Liquid crystal display devices have excellent features such as high definition, low profile, light weight, and low power consumption. In recent years, a market scale of liquid crystal display devices has been rapidly increasing. In liquid crystal display devices, dot inversion driving in which a polarity of signal electric potentials supplied to a data signal line is inverted every 1 horizontal scanning period has been widely employed. However, in the dot inversion driving, polarity inversion frequency of the data signal line becomes high. This results in occurrence of problems such as reduction in pixel charging rate and increase in power consumption. In view of this, Patent Literature 1 for example proposes block inversion driving in which a polarity of signal electric potentials supplied to a data signal line is inverted every plural horizontal scanning periods. This block inversion driving allows an improvement in pixel charging rate and suppression of power consumption and heat generation, as compared with the dot inversion driving.

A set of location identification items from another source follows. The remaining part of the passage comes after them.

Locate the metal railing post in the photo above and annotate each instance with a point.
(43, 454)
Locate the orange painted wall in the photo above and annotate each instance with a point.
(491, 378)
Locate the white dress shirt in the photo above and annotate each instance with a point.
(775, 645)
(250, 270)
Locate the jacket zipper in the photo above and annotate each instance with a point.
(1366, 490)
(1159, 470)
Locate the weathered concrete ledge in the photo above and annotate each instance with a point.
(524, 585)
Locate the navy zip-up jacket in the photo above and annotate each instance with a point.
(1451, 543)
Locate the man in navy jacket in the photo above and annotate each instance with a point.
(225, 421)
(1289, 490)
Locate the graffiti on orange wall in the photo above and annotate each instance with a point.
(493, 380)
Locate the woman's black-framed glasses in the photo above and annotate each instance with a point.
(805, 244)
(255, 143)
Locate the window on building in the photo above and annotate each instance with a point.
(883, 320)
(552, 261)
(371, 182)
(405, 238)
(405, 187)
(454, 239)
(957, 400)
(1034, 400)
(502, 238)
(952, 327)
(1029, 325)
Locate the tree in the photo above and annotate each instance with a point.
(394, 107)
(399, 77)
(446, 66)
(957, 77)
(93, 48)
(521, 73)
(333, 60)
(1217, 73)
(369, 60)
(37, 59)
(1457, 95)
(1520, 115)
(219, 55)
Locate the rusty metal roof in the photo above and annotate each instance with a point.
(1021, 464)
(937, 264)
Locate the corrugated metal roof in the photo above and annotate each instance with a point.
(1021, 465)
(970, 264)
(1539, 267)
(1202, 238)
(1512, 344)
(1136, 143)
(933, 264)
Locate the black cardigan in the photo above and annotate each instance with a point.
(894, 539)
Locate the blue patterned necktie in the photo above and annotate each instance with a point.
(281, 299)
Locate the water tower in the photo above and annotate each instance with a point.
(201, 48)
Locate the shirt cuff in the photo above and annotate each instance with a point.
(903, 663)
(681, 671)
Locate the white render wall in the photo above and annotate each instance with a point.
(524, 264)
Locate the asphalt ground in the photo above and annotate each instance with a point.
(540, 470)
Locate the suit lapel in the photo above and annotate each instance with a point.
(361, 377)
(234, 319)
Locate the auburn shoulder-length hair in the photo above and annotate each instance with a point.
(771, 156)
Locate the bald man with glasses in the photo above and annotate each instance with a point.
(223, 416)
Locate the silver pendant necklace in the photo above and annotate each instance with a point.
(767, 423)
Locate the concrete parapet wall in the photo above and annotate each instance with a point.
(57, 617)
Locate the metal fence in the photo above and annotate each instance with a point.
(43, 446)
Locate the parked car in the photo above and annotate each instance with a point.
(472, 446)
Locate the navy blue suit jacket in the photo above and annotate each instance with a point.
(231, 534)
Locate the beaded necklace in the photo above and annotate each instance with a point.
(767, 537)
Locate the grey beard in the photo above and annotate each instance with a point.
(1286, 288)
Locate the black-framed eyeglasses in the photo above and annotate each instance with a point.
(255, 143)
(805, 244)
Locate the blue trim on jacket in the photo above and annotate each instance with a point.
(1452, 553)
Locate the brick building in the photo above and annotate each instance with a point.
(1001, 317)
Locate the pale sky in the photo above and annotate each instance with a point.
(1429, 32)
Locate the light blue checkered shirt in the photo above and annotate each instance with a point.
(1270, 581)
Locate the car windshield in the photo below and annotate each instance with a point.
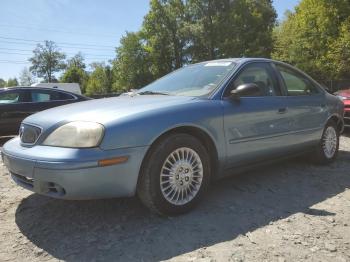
(193, 80)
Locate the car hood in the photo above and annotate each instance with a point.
(345, 93)
(105, 110)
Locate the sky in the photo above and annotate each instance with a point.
(90, 26)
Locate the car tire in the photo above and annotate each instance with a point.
(175, 175)
(327, 150)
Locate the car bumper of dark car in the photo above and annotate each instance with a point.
(347, 118)
(76, 177)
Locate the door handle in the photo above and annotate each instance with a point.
(282, 110)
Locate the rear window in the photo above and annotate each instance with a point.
(9, 97)
(45, 96)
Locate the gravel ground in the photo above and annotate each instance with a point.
(290, 211)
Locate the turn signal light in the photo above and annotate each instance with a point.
(113, 161)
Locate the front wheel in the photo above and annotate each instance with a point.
(327, 150)
(175, 175)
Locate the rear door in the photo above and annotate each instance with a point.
(254, 126)
(306, 106)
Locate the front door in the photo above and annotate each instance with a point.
(254, 126)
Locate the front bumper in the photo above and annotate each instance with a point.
(68, 173)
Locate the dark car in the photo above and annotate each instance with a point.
(344, 95)
(19, 102)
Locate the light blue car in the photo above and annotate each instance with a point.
(167, 141)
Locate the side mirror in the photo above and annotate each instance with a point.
(250, 89)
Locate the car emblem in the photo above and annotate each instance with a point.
(21, 131)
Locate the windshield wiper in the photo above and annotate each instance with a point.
(152, 93)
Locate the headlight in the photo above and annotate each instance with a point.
(342, 97)
(77, 134)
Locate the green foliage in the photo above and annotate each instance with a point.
(100, 80)
(164, 34)
(178, 32)
(75, 72)
(131, 67)
(225, 28)
(77, 61)
(316, 38)
(46, 61)
(12, 82)
(26, 78)
(2, 83)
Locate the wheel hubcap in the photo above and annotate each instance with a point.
(181, 176)
(330, 142)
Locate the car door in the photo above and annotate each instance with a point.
(12, 110)
(254, 126)
(306, 107)
(45, 99)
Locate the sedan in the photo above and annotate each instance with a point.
(344, 95)
(166, 142)
(17, 103)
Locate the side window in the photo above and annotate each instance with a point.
(64, 96)
(9, 97)
(40, 96)
(296, 83)
(259, 74)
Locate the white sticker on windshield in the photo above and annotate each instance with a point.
(218, 64)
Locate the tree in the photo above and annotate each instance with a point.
(2, 83)
(163, 30)
(12, 82)
(131, 67)
(77, 61)
(315, 38)
(47, 60)
(224, 28)
(26, 78)
(100, 80)
(75, 72)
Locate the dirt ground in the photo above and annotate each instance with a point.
(290, 211)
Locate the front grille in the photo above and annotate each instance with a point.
(29, 134)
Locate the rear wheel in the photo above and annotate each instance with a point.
(328, 147)
(175, 175)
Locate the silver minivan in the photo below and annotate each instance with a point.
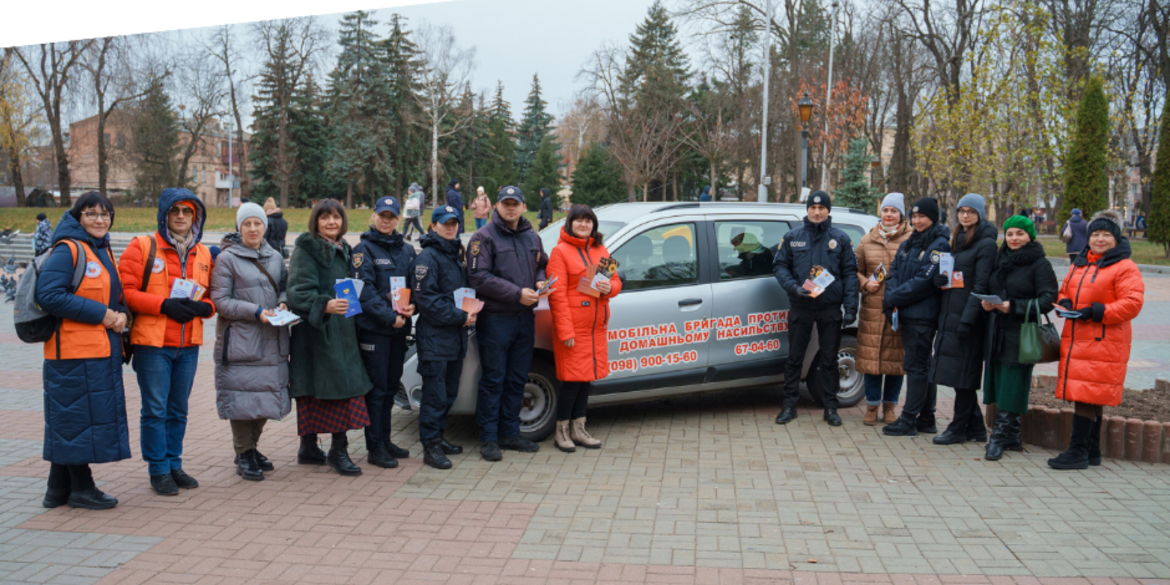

Patent Literature 1 discloses an arrangement in which a dummy scanning period is inserted immediately after polarity inversion in block inversion driving as shown in FIG. 36. According to the arrangement, a dummy scanning period (third horizontal scanning period in FIG. 36) for pre-charging and a horizontal scanning period (fourth horizontal scanning period in FIG. 36) for main charging (writing) are assigned to data (n+2) that comes immediately after the polarity inversion. This allows an increase in charging rate of a pixel corresponding to the data (n+2).
As a measure for improving viewing angle dependence of gamma characteristics (for example, holding down excess brightness and the like in a screen), Patent Literatures 2 and 3 for example disclose an arrangement in which a plurality of sub-pixels in a pixel are controlled to have different brightness so that a halftone is displayed by an area coverage modulation of these sub-pixels (multi-pixel mode).